Various systems arrange multi-byte sequences (integers, floating-point numbers, and multi-byte characters) differently according to their “endianness.” In “big-endian” systems, the most significant byte (MSB) comes first. Conversely, in a “little-endian” system, the least significant byte (LSB) comes first.
Endianness becomes relevant in connection with byte-order markers (see the next section) in UTF-16 and UTF-32 encodings, because it determines the arrangement of the bytes that represent characters. Getting endianness wrong can mean streams of garbled text.
The endianness of a system — whether it stores the most significant byte first (big-endian) or the least significant byte first (little-endian) — is determined by the architecture of the CPU and other hardware.
Big-endian: Often associated with older systems, mainframes, and network protocols.
Little-endian: Dominant in modern personal computers and consumer devices due to x86 and ARM architectures.

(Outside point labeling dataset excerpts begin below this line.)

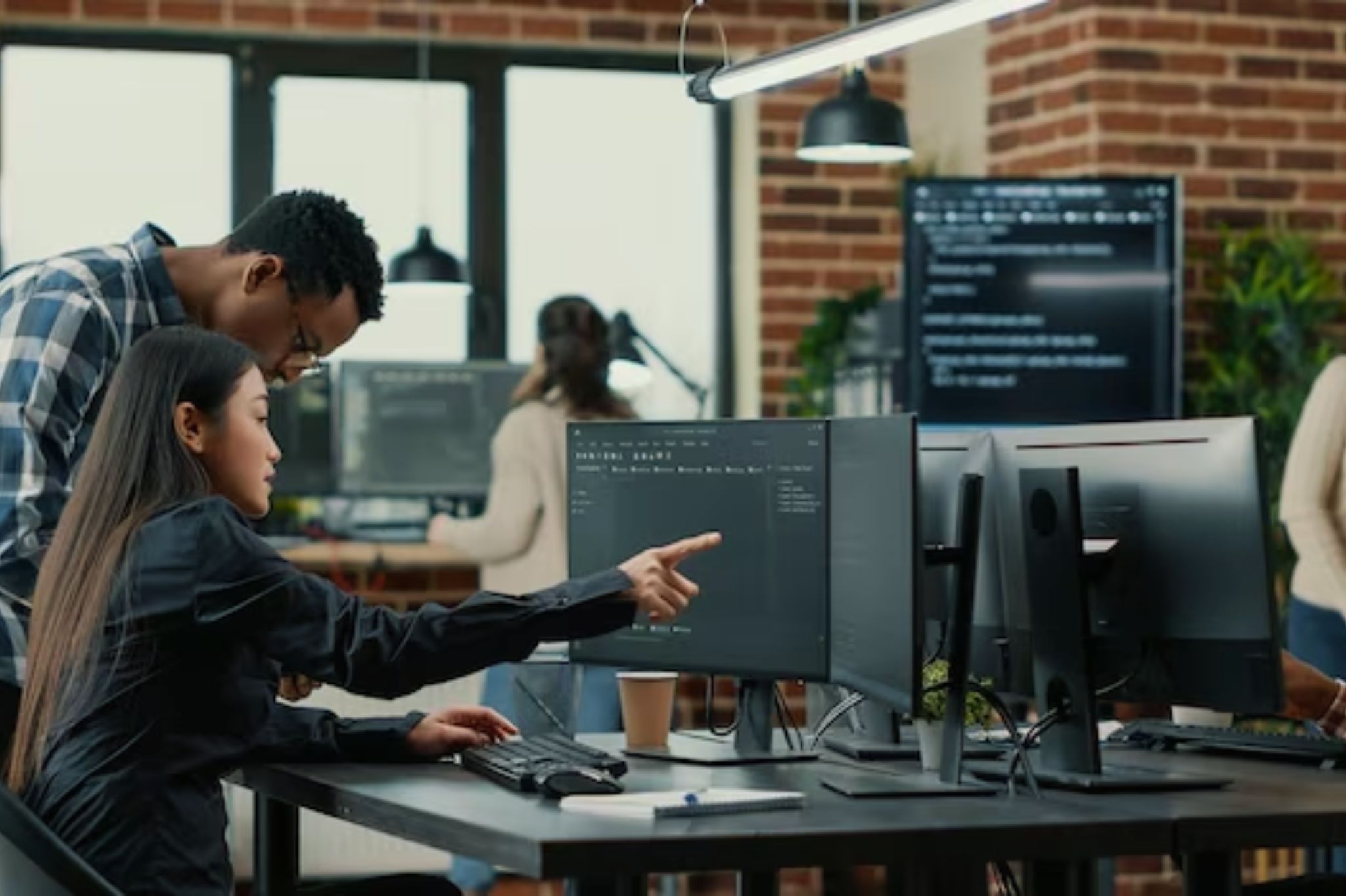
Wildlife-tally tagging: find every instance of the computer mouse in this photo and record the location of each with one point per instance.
(569, 780)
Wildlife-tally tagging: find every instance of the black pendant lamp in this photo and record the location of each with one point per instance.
(855, 127)
(425, 261)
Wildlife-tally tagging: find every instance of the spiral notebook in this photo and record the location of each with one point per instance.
(682, 803)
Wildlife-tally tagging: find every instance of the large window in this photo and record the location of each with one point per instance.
(398, 152)
(613, 195)
(97, 142)
(548, 173)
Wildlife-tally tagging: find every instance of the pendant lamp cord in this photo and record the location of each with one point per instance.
(855, 19)
(422, 145)
(682, 38)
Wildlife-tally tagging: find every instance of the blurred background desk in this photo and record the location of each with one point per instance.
(394, 573)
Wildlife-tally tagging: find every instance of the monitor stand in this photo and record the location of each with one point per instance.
(902, 747)
(753, 743)
(949, 782)
(1058, 603)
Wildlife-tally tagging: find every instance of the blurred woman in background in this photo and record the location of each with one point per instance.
(520, 540)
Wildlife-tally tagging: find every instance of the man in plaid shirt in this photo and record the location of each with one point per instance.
(292, 282)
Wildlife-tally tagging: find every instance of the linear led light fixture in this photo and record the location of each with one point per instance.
(870, 39)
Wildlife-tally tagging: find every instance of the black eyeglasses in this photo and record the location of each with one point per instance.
(300, 345)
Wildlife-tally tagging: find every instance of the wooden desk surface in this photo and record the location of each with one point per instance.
(396, 556)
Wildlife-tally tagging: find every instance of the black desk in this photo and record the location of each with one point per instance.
(1271, 803)
(935, 841)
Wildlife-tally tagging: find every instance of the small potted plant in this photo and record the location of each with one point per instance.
(935, 700)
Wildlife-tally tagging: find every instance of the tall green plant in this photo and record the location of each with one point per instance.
(823, 351)
(1268, 344)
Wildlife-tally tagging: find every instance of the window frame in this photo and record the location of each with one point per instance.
(259, 61)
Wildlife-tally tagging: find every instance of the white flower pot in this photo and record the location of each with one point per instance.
(931, 738)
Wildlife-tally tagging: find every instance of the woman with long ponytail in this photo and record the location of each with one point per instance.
(162, 622)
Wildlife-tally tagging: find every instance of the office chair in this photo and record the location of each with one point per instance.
(35, 862)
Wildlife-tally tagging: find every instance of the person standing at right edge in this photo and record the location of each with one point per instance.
(1312, 509)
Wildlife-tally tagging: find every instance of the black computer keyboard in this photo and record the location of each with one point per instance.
(515, 763)
(1159, 735)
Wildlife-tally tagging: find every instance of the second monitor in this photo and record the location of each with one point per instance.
(819, 524)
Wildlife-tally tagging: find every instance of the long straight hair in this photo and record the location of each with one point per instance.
(135, 467)
(574, 335)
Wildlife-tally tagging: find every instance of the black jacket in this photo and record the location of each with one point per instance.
(201, 619)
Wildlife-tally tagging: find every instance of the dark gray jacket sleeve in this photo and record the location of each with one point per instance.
(296, 735)
(310, 626)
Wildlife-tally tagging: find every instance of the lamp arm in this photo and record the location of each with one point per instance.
(697, 390)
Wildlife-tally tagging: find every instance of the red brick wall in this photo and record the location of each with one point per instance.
(1244, 99)
(824, 228)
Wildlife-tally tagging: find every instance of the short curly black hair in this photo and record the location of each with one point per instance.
(323, 244)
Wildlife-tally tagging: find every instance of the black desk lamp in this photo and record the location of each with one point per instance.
(622, 337)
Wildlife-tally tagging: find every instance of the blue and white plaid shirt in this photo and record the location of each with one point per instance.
(64, 325)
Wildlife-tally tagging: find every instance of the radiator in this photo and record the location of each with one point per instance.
(331, 848)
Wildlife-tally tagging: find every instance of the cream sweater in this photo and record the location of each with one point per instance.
(1312, 494)
(520, 540)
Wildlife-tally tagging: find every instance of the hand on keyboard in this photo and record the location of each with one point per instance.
(458, 728)
(1309, 693)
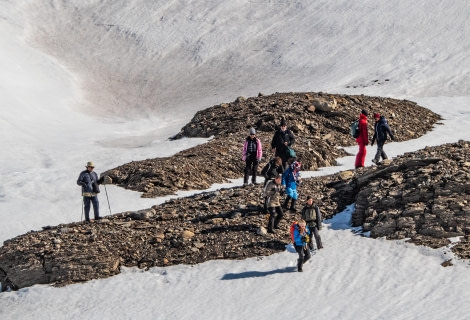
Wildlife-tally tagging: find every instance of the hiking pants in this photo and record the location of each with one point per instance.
(304, 255)
(316, 235)
(96, 205)
(251, 167)
(380, 150)
(275, 216)
(361, 156)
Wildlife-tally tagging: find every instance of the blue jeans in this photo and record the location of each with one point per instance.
(96, 206)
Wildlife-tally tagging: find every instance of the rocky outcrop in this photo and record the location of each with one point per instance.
(225, 224)
(423, 196)
(319, 121)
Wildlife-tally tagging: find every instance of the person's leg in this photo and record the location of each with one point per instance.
(307, 254)
(316, 234)
(254, 171)
(96, 207)
(300, 260)
(294, 200)
(272, 215)
(247, 171)
(86, 205)
(380, 144)
(279, 215)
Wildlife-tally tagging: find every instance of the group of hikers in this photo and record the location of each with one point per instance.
(381, 131)
(282, 177)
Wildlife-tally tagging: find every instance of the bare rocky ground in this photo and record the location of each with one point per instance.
(228, 223)
(319, 121)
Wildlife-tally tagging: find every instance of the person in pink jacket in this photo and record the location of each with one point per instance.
(251, 154)
(362, 140)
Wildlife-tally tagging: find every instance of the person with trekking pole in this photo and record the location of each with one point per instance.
(88, 180)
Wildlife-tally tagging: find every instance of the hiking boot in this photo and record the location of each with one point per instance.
(292, 206)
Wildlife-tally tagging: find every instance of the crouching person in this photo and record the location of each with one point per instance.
(301, 240)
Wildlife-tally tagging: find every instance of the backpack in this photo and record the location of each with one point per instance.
(354, 128)
(267, 168)
(292, 229)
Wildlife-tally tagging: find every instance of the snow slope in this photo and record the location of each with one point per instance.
(110, 81)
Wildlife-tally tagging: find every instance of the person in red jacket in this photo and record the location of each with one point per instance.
(362, 140)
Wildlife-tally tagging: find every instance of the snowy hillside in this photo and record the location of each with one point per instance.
(110, 81)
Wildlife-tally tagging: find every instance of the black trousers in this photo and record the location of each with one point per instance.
(380, 150)
(96, 206)
(251, 168)
(304, 255)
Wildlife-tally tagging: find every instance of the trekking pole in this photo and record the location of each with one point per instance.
(109, 206)
(83, 203)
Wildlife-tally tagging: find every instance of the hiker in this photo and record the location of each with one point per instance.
(301, 239)
(270, 170)
(251, 154)
(282, 140)
(381, 128)
(362, 140)
(312, 215)
(89, 181)
(273, 192)
(290, 179)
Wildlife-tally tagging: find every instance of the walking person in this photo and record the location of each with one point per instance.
(282, 140)
(301, 239)
(270, 170)
(88, 180)
(381, 129)
(362, 140)
(312, 215)
(252, 153)
(272, 192)
(290, 179)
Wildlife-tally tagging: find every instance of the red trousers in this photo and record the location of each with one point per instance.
(361, 155)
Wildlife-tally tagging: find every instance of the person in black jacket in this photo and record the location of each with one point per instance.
(381, 128)
(271, 169)
(282, 139)
(312, 215)
(88, 180)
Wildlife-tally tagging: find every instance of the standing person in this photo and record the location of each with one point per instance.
(381, 128)
(88, 179)
(301, 239)
(251, 154)
(312, 215)
(290, 179)
(362, 140)
(270, 170)
(272, 192)
(282, 139)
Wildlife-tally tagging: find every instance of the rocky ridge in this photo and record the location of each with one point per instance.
(319, 121)
(225, 224)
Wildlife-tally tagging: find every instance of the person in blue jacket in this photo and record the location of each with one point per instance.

Bi-endian: Increasingly common in flexible architectures like ARM and PowerPC, offering compatibility for various use cases.
Big-Endian Systems
In big-endian systems, the most significant byte (MSB) comes first. Big-endian storage order feels more “natural” when humans read hexadecimal representations, as the bytes appear in order of magnitude, as the numbers we deal with in everyday use.

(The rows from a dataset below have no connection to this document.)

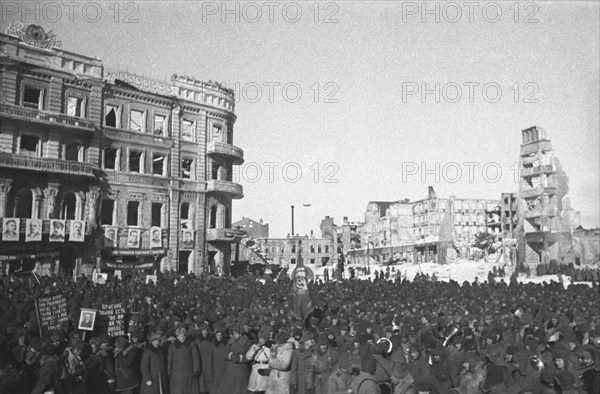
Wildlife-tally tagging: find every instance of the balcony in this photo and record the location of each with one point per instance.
(221, 234)
(234, 190)
(34, 115)
(538, 191)
(231, 152)
(42, 164)
(538, 212)
(537, 171)
(46, 227)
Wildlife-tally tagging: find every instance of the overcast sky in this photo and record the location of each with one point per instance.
(361, 68)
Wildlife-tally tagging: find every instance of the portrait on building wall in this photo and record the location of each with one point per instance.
(187, 240)
(133, 239)
(77, 231)
(187, 130)
(10, 229)
(33, 230)
(155, 237)
(57, 230)
(87, 319)
(110, 237)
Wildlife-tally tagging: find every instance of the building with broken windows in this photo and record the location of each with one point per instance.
(548, 228)
(145, 165)
(50, 184)
(410, 231)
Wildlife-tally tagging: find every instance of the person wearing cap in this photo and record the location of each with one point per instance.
(124, 354)
(364, 382)
(340, 377)
(303, 365)
(50, 371)
(259, 354)
(237, 371)
(204, 343)
(216, 367)
(280, 361)
(183, 365)
(153, 368)
(326, 358)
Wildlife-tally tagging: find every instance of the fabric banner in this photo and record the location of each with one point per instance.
(52, 311)
(111, 319)
(302, 302)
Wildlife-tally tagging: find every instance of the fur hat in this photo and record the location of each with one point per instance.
(121, 343)
(368, 364)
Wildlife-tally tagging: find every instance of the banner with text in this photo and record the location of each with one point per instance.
(110, 319)
(52, 311)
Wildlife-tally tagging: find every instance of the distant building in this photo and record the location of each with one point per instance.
(502, 218)
(285, 251)
(144, 166)
(254, 230)
(546, 222)
(410, 231)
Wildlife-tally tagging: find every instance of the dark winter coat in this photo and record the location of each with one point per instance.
(205, 349)
(153, 370)
(50, 373)
(125, 377)
(183, 363)
(217, 367)
(237, 367)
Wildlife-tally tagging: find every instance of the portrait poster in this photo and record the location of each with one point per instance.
(10, 229)
(77, 231)
(33, 230)
(57, 230)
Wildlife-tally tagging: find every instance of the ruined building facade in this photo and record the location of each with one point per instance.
(146, 165)
(544, 229)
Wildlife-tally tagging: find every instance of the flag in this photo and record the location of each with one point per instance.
(302, 303)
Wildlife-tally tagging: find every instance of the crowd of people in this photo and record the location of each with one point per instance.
(239, 335)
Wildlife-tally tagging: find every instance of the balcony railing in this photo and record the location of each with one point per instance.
(537, 212)
(220, 234)
(46, 226)
(31, 163)
(17, 112)
(231, 151)
(538, 191)
(235, 190)
(537, 170)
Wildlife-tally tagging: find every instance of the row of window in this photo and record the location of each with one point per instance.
(136, 163)
(140, 121)
(158, 214)
(293, 249)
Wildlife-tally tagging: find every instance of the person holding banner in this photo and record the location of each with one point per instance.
(154, 370)
(125, 378)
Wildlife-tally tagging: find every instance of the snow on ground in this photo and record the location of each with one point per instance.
(460, 271)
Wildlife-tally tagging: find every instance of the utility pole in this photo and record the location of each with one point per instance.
(293, 221)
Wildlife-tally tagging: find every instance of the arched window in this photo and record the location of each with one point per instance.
(24, 204)
(213, 217)
(227, 217)
(73, 152)
(69, 206)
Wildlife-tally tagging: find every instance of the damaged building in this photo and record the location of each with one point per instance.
(548, 228)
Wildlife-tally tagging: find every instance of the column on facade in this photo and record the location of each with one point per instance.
(5, 185)
(50, 193)
(91, 205)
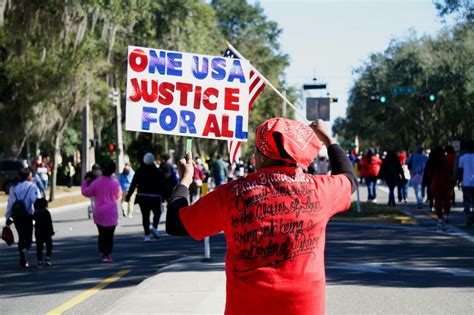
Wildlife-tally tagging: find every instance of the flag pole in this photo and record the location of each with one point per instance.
(271, 85)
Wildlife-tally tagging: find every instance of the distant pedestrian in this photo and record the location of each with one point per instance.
(42, 171)
(370, 167)
(106, 192)
(427, 180)
(323, 165)
(44, 232)
(391, 172)
(218, 171)
(125, 179)
(274, 220)
(404, 182)
(451, 157)
(150, 184)
(38, 182)
(169, 175)
(21, 199)
(466, 181)
(69, 171)
(416, 164)
(440, 171)
(196, 185)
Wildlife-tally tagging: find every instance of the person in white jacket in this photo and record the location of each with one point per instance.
(27, 192)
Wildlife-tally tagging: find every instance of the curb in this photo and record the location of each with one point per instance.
(60, 209)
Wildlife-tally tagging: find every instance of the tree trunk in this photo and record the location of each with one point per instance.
(57, 147)
(198, 149)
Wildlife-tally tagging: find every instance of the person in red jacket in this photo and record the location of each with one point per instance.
(370, 167)
(440, 171)
(274, 219)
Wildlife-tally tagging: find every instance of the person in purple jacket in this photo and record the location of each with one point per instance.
(107, 192)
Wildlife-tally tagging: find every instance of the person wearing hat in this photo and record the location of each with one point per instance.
(274, 219)
(106, 192)
(150, 184)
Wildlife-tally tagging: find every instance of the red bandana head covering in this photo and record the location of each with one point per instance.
(287, 140)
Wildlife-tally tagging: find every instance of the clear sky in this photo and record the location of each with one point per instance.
(329, 39)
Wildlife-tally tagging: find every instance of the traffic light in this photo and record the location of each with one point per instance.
(379, 98)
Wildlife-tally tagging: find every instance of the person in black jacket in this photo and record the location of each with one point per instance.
(43, 232)
(150, 184)
(391, 172)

Big-endian is the standard for most Internet protocols (e.g., IP, TCP, UDP). It is also found in mainframes, like IBM Power Systems, IBM z/Architecture, and older RISC architectures like Motorola 68k processors (used in older Macintosh systems) and SPARC (historically big-endian, though some models support both endianness).

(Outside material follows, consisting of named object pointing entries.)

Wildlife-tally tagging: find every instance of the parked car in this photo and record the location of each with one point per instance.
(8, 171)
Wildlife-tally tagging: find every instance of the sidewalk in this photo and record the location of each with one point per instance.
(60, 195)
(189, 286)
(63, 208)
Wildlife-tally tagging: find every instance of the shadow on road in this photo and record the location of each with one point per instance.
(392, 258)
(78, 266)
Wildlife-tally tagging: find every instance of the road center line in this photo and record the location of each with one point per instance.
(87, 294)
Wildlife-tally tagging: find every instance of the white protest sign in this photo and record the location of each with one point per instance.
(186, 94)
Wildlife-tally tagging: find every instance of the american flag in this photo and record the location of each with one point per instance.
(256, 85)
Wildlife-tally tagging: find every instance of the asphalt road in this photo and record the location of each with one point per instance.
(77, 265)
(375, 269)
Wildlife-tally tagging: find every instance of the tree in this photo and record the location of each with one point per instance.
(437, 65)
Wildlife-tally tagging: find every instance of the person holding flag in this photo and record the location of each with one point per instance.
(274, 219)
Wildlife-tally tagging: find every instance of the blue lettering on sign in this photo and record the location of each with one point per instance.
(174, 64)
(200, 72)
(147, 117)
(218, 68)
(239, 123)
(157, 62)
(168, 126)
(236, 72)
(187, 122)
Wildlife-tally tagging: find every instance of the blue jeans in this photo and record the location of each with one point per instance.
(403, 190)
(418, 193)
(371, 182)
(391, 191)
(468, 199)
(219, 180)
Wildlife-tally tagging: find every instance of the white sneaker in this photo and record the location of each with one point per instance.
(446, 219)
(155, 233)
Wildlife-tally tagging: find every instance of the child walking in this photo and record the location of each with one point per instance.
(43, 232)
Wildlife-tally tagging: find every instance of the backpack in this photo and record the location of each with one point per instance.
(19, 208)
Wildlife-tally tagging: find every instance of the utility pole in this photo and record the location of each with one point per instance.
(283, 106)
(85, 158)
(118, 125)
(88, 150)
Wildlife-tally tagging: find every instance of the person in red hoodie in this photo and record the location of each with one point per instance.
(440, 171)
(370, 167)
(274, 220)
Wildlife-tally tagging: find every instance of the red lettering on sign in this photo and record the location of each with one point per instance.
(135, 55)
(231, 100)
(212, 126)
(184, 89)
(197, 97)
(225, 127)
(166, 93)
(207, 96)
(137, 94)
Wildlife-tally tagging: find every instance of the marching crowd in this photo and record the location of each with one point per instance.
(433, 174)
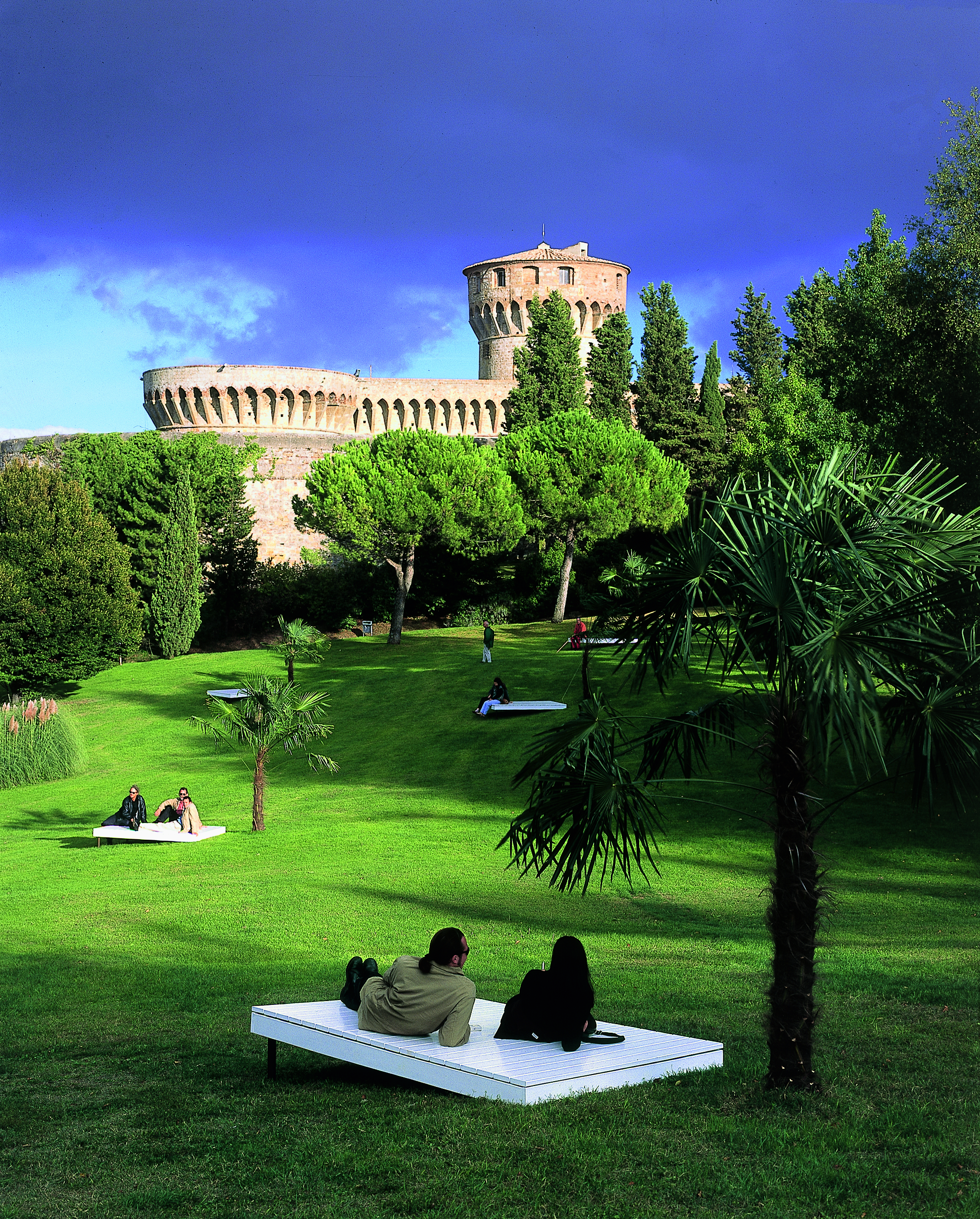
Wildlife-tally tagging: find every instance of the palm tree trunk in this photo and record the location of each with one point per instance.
(259, 792)
(405, 572)
(566, 576)
(794, 908)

Some embedded systems and devices still use big-endian storage.
Importantly, the way in which numeric HTML entities, CSS entities, and Unicode code points are written corresponds to big-endian byte order. For example, consider the Chinese character 鳥 ("bird"):
- Unicode code point:
U+9CE5
- HTML Entity:
鳥
- CSS Entity:
\9CE5
- UTF-16 big-endian bytes:
9C E5
- UTF-16 little-endian bytes:
E5 9C
- UTF-32 big-endian bytes:
00 00 9C E5
- UTF-32 little-endian bytes:
00 00 E5 9C
Little-Endian Systems
As illustrated above, in little-endian systems, the least significant byte (LSB) comes first. Little-endian architecture is prevalent in modern personal computers and many consumer electronics. It is easier for hardware to process low-order arithmetic operations, as the LSB is stored at the lowest memory address.
Examples include x86 and x86-64 architectures, like Intel processors (Pentium, Core series) and AMD processors, so PCs running Windows, macOS, and most Linux distributions are mostly little-endian.
ARM architecture is primarily little-endian, though it supports bi-endian configurations (big-endian is optional).
Most embedded systems are little-endian, due to the prevalence of ARM and x86 processors.
Bi-Endian Systems
Some systems are bi-endian, meaning they can operate in either big-endian or little-endian mode, depending on configuration. These systems offer flexibility for compatibility with software or communication protocols requiring a specific endianness.
For example, ARM architecture is little-endian by default, but some ARM processors support big-endian mode. SPARC has historically been big-endian, but supports both modes in some implementations.
PowerPC has historically been big-endian but supports bi-endian configurations. MIPS is bi-endian, with endianness determined by system configuration.